Por: Juan Fernando Lara 15 julio, 2014
Este es el diagrama incluido en la patente que Airbus presentó de sus asientos para vuelos en aerolíneas económicas
Este es el diagrama incluido en la patente que Airbus presentó de sus asientos para vuelos en aerolíneas económicas

San José

Volar en clase económica puede ser un pequeño infierno sobre la Tierra. Hay poco espacio personal, los asientos son incómodos y, dependiendo del vecino al lado y sus hábitos, la experiencia es insufrible. Sin embargo, comparado eso con los nuevos asientos que Airbus concibe para vuelos comerciales, volar hoy en clase económica es un paraíso.

"En todos los casos, este incremento en el número de asientos se consigue en detrimento del confort del los pasajeros", se lee textualmente en el documento.

El 12 de junio anterior, el fabricante aeronaútico presentó una patente de asientos plegables para vuelos comerciales sin parecido alguno a un lugar donde alguien pondría sus posaderas.

De hecho, sin el debido contexto, el diagrama de Airbus bien podría ser el dibujo del interior de una fábrica y, en específico, la parte donde van los humanos que trabajan en líneas de producción. O, si no, un concepto renovado de las galerías en los barcos antiguos donde iban los esclavos remando.

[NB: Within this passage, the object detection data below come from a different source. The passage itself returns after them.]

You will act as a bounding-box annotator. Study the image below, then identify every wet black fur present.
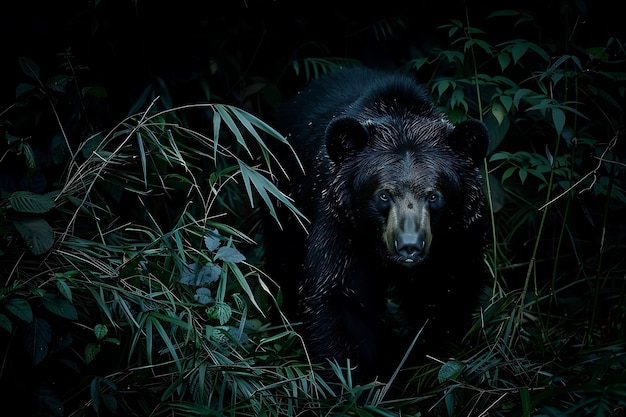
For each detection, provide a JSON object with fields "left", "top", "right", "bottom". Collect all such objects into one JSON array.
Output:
[{"left": 265, "top": 69, "right": 488, "bottom": 382}]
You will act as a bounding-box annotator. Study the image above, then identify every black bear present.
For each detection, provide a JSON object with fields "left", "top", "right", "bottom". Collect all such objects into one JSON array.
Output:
[{"left": 265, "top": 69, "right": 488, "bottom": 382}]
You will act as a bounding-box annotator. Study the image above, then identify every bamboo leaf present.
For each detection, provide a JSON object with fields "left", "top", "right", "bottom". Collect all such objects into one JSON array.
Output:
[
  {"left": 41, "top": 294, "right": 78, "bottom": 320},
  {"left": 9, "top": 191, "right": 56, "bottom": 213},
  {"left": 4, "top": 298, "right": 33, "bottom": 323}
]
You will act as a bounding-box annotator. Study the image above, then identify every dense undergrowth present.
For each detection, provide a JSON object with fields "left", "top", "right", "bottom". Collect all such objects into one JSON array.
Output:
[{"left": 0, "top": 3, "right": 626, "bottom": 417}]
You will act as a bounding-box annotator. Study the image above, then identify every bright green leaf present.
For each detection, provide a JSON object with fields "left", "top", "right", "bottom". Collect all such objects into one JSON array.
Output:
[
  {"left": 4, "top": 298, "right": 33, "bottom": 323},
  {"left": 437, "top": 361, "right": 465, "bottom": 382},
  {"left": 41, "top": 294, "right": 78, "bottom": 320}
]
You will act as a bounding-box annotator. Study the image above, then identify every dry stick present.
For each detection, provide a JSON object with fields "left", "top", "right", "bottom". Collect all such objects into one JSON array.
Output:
[
  {"left": 377, "top": 319, "right": 428, "bottom": 404},
  {"left": 539, "top": 132, "right": 619, "bottom": 211}
]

En el documento presentado ante la Oficina de Patentes Europea, la empresa claramente afirma que el diseño apunta a líneas aéreas de bajo costo "que buscan aumentar el número de pasajeros transportados en cada vuelo y más particularmente enlaces de corta distancia, con el fin de maximizar el retorno sobre el uso de la aeronave".

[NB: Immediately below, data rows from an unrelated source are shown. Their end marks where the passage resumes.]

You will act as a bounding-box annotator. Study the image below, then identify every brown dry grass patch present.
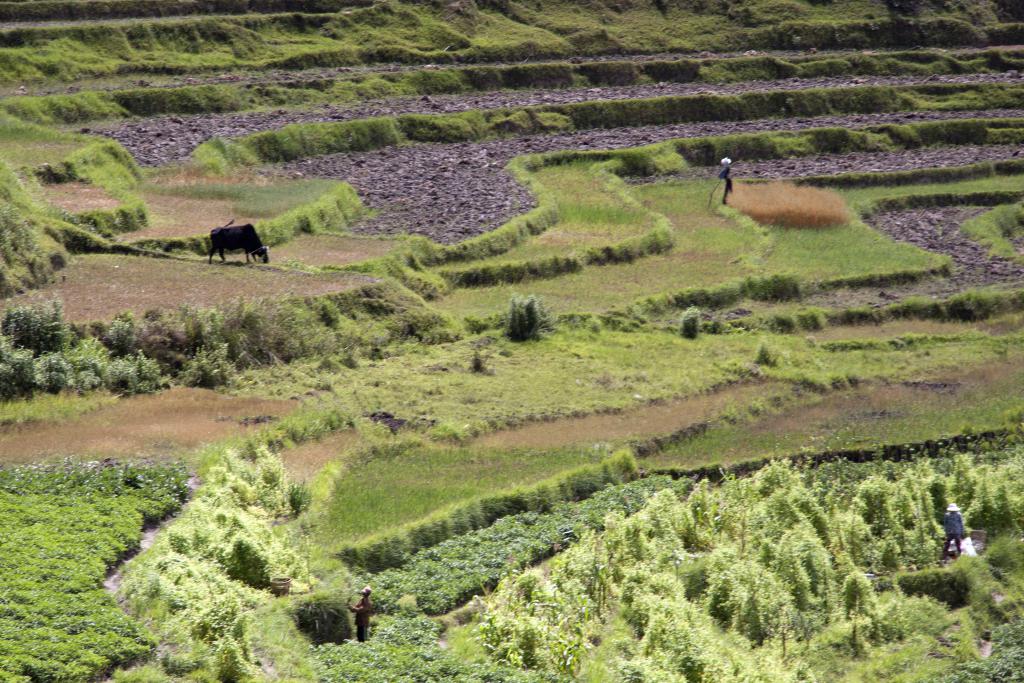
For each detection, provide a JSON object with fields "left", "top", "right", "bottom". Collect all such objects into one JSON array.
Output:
[
  {"left": 0, "top": 388, "right": 299, "bottom": 463},
  {"left": 0, "top": 254, "right": 373, "bottom": 323},
  {"left": 42, "top": 182, "right": 121, "bottom": 213},
  {"left": 729, "top": 182, "right": 850, "bottom": 227},
  {"left": 473, "top": 384, "right": 772, "bottom": 449},
  {"left": 272, "top": 234, "right": 397, "bottom": 266},
  {"left": 281, "top": 429, "right": 362, "bottom": 481}
]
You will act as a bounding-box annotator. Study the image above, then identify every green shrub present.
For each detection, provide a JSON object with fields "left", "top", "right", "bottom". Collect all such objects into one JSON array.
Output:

Por lo tanto, concluye Airbus, usando la misma aeronave esto solo es posible aumentando la cifra de asientos.

"En todos los casos, este incremento en el número de asientos se consigue en detrimento del comfort del los pasajeros", se lee textualmente en el documento.

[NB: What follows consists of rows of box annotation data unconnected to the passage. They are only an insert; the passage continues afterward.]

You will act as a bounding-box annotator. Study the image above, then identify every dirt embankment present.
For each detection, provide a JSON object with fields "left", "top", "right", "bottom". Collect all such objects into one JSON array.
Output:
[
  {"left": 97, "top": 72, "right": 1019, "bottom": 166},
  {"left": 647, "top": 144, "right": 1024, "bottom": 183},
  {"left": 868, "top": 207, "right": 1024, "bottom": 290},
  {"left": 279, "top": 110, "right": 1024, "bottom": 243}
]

Empero, continúa el texto, esta comodidad reducida "sigue siendo tolerable para los pasajeros en tanto el vuelo dure sólo una o unas pocas horas".

El documento básicamente plantea que todo esto es posible reduciendo las distancias actuales entre los pasajeros y, para prevenir la incomodidad de acceder al asiento (justamente por la falta de espacio), la solución es que la butaca se pliegue.

Obviamente, también se elimina la presencia de descansa-brazos como se conoce hoy y la mesita personal donde poner los bocadillos. De hecho, también se diluye el tamaño del respaldo el cual básicamente cubre solo el área lumbar de la persona en el dibujo sobre estas líneas.

Si bien esto potencialmente podría abaratar aún más los vuelos comerciales, el precio a pagar no necesariamente se basa en dinero.

Citada por el diario Los Angeles Times, una vocera de la compañía afirmó que "muchos, si no la mayoría, de estos conceptos no se desarrollarán, pero en caso que el futuro de la aviación comercial haga una de nuestras patentes pertinentes, nuestro trabajo está protegido", señaló Mary Anne Greczyn.

"En este momento estas solicitudes de patentes son simplemente conceptuales", refirió al periódico la vocera de Airbus.